Certains jours, Naman a envie de parler de ce qu’il a vu, et c’est à Lalla qu’il le raconte, parce que c’est elle qu’il préfère, et qu’elle ne pose pas de questions.
Même si ça n’est pas tout à fait vrai, Lalla aime ce qu’il raconte. Elle l’écoute attentivement, quand il parle des grandes villes blanches au bord de la mer, avec toutes ces allées de palmiers, ces jardins qui vont jusqu’en haut des collines, pleins de fleurs, d’orangers, de grenadiers, et ces tours aussi hautes que des montagnes, ces avenues si longues qu’on n’en aperçoit pas la fin.
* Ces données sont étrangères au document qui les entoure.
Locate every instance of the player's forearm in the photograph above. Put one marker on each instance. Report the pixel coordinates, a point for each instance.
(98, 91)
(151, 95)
Elle aime aussi quand il parle des autos noires qui roulent lentement, surtout la nuit, avec leurs phares allumés, et les lumières de toutes les couleurs à la devanture des magasins. Ou encore les grands bateaux blancs qui arrivent à Algésiras, le soir, qui glissent lentement le long des quais mouillés, tandis que la foule crie et gesticule pour accueillir ceux qui arrivent. Ou bien le chemin de fer qui va vers le nord, de ville en ville, qui traverse les campagnes brumeuses, les fleuves, les montagnes, qui entre dans de longs tunnels obscurs, comme cela, avec tous les passagers et leurs bagages, jusqu’à la grande ville de Paris. Lalla écoute tout cela, et elle frissonne un peu d’inquiétude, et en même temps elle pense qu’elle aimerait bien être dans ce chemin de fer, de ville en ville, vers les lieux inconnus, vers ces pays où l’on ne sait plus rien de la poussière et des chiens affamés, ni des cabanes de planches où entre le vent du désert.